[ClusterLabs] Position of pacemaker in today's HA world

Fri Oct 5 12:34:10 EDT 2018

On Fri, 2018-10-05 at 13:47 +0200, Jan Pokorný wrote:
> Hello HA enthusiasts,
> 
> I've come by an interesting article on the topic of how high
> availability (possibly, I couldn't witness this first hand since
> I don't have a time machine, but some of you can perhaps comment
> if the picture matches own experience) historically evolved
> from the perspective of database engines.  In part, it may be
> a promo for a particular product but this is in no way an attempt
> to endorse it -- the text comes informative on its own merit:
> 
> <https://www.cockroachlabs.com/blog/brief-history-high-availability/>
> 
> It perpetuates how the first, easy step towards "ideal HA" was
> an active-passive setup, moreover with statefull resources (like DBs)
> first using synchronous replication of the state and hence their
> overall availability relying on the backup being functional,
> then asynchronously, allowing for losing bits.
> (Note that any non-trivial application will always require some
> notion of rather persistent state -- as mentioned several times
> in this venue, stateless services do not need to bother with all
> the "HA coordination" burden since there are typically light-weight
> alternatives for "bring services up in this order" type of tasks,
> hence I explicitly exclude them from further discussion).
> 
> Then it talks about "sharding" (I must admit I haven't heard this
> term before), splitting a two-node active-passive monolith into
> multiple active-passive pairs, using some domain-specific cuts
> (like primary key ranges for tables in DB) + some kind of gateway
> in front of them and used to route the requests to the corresponding
> pair.
> 
> Finally, the evolution brought us to active-active setups, that
> typically solve the consistency issues amongst partly independent
> nodes with after-the-fact conflict reconciliation.  Alternative
> to this is an before-the-fact consensus negotiation on what the
> next "true" shared state will be -- they call this arrangement
> multi-active in the arrangement, and apparently, it means that
> the main mechanisms, membership and consensus, of corosync-pacemaker
> stack are duplicated privately on this resource level.
> 
> * * *
> 
> This brings me to what I want to discuss -- relevancy of
> corosync-pacemaker clusters in the light of increasingly common
> resource-level "private" clustering (amongst other trends like
> a push towards containerization), and how to perhaps rearticulate
> it's mission to stay relevant for years to come.
> 
> I perceive the pacemaker's biggest value currently in:
> 
> * HA-fying plain non-distributed services, either as active-passive
>   or even active-active provided that "shared state" problem is
>   either non-existent or off-loaded elsewhere -- distributed file
>   system/storage, distributed DB, etc.
> 
> * helping in the "last mile" for multiple-actors-ready active-passive
>   services (matches multi-role resource agent arrangement)
> 
> * multisite/cluster-of-clusters handling in combination with booth
> 
> and their (almost) arbitrarily complex combinations, all while
> achieving proper sanity through node-level isolation should the
> HA-damaging failures occur.

Agreed, though I'd put node-level isolation as the number one
advantage. It's the main ingredient missing from resource-level HA.

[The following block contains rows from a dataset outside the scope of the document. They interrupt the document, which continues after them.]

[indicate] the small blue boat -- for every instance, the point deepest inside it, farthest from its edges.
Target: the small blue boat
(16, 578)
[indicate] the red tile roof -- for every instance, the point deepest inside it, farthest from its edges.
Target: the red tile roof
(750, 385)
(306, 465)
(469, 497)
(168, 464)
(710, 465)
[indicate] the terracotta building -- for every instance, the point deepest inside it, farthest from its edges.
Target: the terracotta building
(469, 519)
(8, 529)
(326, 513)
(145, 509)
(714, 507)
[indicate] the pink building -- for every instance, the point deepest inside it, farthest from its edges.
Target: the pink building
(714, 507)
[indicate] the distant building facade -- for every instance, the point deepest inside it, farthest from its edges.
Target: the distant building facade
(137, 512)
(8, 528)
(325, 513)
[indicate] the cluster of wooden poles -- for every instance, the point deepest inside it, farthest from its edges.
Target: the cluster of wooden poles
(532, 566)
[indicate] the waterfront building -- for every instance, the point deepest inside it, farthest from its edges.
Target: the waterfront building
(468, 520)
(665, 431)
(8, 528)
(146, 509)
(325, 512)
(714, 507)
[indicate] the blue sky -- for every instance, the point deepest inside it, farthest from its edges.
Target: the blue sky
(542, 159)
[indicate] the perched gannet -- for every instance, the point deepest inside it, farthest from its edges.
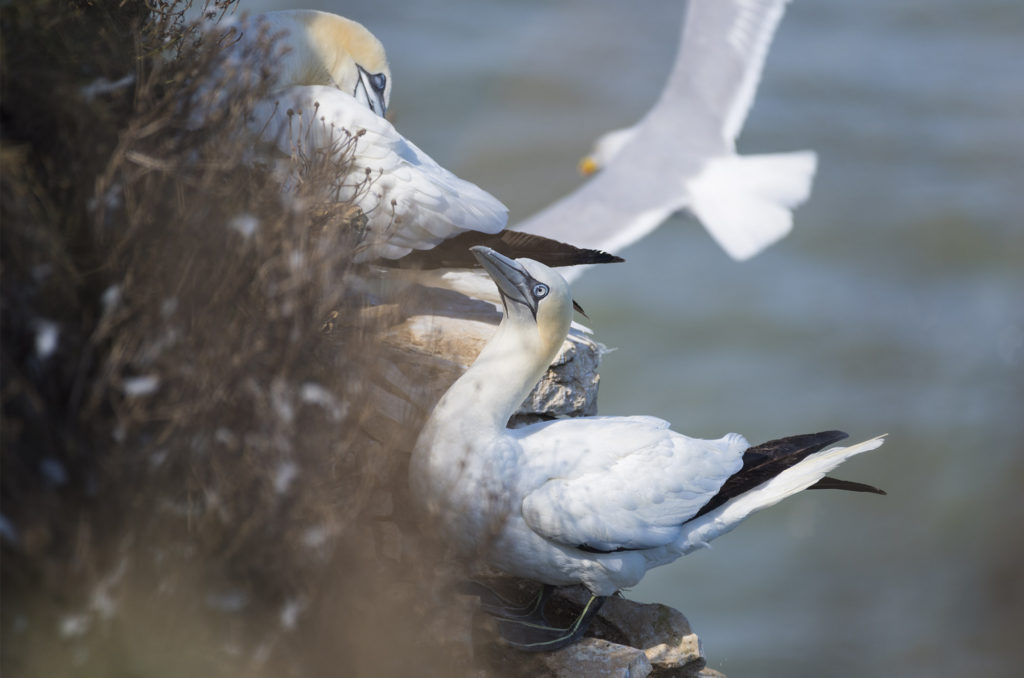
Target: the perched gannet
(682, 153)
(332, 87)
(596, 501)
(313, 47)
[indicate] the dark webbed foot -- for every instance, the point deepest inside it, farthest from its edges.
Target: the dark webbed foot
(532, 636)
(493, 603)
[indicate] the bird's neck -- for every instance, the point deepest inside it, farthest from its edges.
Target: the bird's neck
(501, 378)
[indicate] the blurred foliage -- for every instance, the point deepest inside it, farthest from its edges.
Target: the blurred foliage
(190, 476)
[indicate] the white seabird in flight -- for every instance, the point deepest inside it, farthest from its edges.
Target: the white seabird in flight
(312, 47)
(596, 501)
(332, 87)
(682, 153)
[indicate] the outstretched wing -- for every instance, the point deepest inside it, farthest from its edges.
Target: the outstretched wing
(634, 492)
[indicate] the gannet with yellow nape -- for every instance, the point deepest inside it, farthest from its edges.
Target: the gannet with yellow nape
(313, 47)
(596, 501)
(682, 153)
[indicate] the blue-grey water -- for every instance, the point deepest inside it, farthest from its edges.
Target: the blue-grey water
(896, 305)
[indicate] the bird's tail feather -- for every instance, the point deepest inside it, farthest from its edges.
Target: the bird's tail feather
(745, 202)
(807, 473)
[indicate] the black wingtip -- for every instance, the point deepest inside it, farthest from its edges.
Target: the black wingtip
(828, 482)
(454, 253)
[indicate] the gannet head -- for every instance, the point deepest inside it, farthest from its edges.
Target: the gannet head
(530, 292)
(606, 147)
(326, 49)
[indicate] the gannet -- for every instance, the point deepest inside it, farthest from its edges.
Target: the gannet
(332, 86)
(682, 153)
(596, 501)
(312, 47)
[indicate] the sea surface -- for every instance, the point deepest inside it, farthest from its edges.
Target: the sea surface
(895, 306)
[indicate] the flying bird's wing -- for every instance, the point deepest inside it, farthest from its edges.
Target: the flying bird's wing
(720, 61)
(634, 493)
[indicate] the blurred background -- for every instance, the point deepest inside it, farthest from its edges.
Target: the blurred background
(896, 305)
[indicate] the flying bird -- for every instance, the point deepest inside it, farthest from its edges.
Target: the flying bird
(332, 85)
(596, 501)
(682, 153)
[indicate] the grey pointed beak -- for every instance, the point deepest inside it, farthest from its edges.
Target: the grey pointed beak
(512, 280)
(368, 93)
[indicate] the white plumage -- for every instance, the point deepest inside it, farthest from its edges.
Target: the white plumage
(596, 500)
(682, 153)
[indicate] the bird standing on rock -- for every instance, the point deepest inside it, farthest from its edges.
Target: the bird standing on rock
(596, 501)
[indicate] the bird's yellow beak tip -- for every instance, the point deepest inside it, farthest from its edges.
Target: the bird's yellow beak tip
(587, 166)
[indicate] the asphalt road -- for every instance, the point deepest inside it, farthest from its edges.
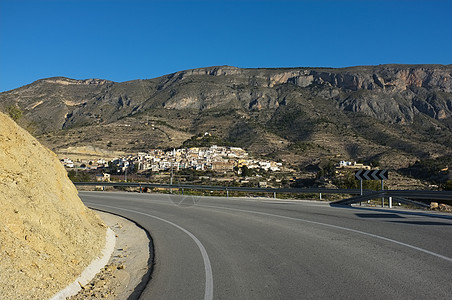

If by complex combinations you mean pacemaker's constraints, I'd put
that as the number two advantage, because it allows expression of
complex inter-resource dependencies, which obviously a single resource
can't do by itself at the resource level.

> On the other hand, with a standalone self-clustering resources
> (at best, they could reuse the facilities of corosync alone for
> their function), perhaps the only value added would be this
> "isolation" part, but then, stonith-ng/pacemaker-fenced together
> with static configuration file would be all that's needed so that
> such resource can hook into it.  Note that both "sharding

A standalone fence daemon is an interesting idea that was tentatively
tried at one point but abandoned for lack of interest. I think it could
greatly help resource-level HA techniques if there were a de facto
standard for that, but there doesn't seem to be any interest from those
communities, other than DLM. Partly they don't understand the value of
fencing, but partly it requires a considerable amount of additional
effort for something outside their core strength.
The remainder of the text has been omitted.